As for argument-based estoppel, the opinion states that Pharma Tech failed to show that the facts before the panel were sufficiently analogous to cases where the estoppel was not found to absolve these claims from this species of estoppel.  Specifically, the opinion rejects Pharma Tech's attempted reliance on Insituform Technologies, Inc. v. CAT Contracting, Inc., 385 F.3d 1360 (Fed. Cir. 2004).  In that case, the Federal Circuit was able to find that there was "no indication in the prosecution history of any relationship between the narrowing amendment" and the asserted equivalent.  Here, in contrast, the Court found ample evidence that the amendments and arguments had more than a tangential relationship to patentability.  Similarly, the panel distinguished these facts from the situations arising in recent Federal Circuit decisions regarding the scope of estoppel, including Eli Lilly & Co. v. Hospira, Inc., 933 F.3d 1320, 1332 (Fed. Cir. 2019) and Ajinomoto Co. v. Int'l Trade Comm'n, 932 F.3d 1342, 1355 (Fed. Cir. 2019).
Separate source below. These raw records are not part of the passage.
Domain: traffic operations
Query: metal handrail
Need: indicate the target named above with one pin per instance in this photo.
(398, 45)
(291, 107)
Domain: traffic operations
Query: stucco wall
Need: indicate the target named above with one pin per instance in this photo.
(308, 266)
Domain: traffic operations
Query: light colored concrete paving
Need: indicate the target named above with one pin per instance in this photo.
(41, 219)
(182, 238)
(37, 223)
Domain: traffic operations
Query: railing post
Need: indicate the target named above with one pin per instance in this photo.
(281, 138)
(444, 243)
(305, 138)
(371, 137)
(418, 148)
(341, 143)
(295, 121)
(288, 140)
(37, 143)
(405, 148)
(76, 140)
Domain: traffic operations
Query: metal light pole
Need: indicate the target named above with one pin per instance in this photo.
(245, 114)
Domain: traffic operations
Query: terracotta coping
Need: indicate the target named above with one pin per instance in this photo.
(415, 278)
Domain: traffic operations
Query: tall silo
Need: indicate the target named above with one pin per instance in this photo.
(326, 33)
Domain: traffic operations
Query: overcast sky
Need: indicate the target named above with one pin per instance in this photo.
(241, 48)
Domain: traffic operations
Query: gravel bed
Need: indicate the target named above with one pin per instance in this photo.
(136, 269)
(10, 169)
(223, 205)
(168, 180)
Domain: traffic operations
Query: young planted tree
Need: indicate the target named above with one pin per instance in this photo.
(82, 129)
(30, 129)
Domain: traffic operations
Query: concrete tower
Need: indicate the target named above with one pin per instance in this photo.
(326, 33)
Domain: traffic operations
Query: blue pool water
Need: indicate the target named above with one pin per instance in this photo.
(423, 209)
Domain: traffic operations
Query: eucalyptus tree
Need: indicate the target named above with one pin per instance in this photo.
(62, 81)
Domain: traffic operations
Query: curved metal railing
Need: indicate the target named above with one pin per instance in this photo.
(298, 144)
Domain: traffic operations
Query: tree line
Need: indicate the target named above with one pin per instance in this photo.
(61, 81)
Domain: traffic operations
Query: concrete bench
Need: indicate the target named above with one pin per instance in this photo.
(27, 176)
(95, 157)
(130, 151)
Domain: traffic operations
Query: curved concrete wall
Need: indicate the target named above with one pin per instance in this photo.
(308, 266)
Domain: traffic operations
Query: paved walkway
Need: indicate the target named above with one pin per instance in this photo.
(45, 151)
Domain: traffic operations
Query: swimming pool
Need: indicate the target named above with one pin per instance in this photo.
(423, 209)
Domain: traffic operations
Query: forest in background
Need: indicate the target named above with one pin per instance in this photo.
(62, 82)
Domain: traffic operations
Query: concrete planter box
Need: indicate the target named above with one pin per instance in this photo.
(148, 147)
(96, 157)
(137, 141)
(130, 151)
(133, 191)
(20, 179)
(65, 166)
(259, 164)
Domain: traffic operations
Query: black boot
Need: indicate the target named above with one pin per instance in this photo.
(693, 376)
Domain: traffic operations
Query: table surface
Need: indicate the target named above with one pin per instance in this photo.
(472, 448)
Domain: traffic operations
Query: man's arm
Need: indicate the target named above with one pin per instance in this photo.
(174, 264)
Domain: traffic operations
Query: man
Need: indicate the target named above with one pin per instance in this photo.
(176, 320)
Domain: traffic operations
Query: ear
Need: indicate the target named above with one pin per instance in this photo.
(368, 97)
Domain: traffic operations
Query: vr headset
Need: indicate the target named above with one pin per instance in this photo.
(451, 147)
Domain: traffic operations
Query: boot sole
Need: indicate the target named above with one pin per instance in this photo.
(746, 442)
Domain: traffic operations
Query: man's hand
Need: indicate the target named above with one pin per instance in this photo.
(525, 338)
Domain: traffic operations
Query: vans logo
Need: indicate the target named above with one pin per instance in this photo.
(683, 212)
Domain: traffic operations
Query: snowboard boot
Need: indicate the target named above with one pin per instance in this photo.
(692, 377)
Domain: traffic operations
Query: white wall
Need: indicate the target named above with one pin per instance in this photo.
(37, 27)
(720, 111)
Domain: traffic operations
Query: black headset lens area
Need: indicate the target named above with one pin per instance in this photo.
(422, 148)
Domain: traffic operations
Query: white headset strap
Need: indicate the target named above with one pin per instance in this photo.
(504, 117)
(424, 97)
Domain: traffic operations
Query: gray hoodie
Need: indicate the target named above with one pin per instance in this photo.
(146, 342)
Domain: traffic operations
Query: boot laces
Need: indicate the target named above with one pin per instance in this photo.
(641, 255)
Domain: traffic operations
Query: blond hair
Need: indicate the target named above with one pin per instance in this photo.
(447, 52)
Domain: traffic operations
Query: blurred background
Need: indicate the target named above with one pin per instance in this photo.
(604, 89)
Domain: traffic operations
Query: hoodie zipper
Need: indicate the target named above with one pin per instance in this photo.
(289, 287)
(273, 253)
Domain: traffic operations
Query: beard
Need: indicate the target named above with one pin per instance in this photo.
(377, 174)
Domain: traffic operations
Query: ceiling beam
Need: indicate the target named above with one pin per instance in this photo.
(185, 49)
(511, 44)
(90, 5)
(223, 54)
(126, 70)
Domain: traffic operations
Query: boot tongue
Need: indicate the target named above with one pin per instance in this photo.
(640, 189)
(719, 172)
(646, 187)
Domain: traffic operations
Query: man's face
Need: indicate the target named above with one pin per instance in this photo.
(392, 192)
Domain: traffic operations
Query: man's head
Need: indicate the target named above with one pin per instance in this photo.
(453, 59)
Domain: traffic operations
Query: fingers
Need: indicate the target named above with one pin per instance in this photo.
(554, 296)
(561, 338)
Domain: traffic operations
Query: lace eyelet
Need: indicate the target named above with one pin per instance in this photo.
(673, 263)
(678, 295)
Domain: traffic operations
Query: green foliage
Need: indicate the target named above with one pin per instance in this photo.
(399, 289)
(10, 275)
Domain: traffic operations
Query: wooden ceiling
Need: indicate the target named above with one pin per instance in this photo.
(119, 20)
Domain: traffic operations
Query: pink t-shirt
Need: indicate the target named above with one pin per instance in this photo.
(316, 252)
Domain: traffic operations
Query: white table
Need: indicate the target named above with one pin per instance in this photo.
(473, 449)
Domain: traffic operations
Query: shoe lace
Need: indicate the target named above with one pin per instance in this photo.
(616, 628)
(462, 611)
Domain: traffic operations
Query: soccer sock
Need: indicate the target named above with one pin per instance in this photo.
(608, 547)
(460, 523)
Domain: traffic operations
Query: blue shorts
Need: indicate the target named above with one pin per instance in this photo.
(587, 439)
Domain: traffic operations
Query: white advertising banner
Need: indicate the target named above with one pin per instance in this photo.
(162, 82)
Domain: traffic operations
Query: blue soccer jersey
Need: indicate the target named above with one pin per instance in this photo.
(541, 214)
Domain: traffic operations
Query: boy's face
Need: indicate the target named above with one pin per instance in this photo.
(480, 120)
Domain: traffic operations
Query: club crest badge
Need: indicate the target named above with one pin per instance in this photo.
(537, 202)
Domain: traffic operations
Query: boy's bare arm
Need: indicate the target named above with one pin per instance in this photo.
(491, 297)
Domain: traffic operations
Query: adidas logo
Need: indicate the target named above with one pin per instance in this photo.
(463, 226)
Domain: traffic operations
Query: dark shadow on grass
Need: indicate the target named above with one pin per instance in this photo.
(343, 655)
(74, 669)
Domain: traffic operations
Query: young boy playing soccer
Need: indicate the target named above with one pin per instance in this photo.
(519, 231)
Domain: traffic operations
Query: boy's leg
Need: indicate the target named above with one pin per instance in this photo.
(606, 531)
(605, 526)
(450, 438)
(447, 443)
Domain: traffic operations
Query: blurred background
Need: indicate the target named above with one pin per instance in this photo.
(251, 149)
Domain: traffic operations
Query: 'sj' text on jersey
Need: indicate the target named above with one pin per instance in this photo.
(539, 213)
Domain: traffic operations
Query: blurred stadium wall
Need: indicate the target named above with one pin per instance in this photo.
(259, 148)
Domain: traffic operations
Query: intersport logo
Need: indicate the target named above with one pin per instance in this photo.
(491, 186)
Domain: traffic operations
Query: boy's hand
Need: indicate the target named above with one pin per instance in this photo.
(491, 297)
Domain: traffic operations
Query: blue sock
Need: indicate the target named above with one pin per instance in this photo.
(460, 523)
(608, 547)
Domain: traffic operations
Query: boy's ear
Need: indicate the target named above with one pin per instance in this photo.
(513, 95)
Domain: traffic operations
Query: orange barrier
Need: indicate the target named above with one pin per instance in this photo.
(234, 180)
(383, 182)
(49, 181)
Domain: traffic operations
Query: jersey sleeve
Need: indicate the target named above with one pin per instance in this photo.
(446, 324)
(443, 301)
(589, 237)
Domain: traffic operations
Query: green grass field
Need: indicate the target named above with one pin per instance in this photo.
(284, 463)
The outcome here illustrates the difficulty (if not impossibility) of predicting future design-around efforts by others, and how prudent prosecution practices include maintaining pending applications to give a patentee the flexibility to pursue claims that will be literally infringed by even the most clever competitors.

Pharma Tech Solutions, Inc. v. Lifescan, Inc. (Fed. Cir. 2019)
Panel: Circuit Judges Moore, Reyna, and Stoll
Opinion by Circuit Judge Stoll

DISCLAIMER: Because of the generality of this update, the information provided herein may not be applicable in all situations and should not be acted upon without specific legal advice based on particular situations.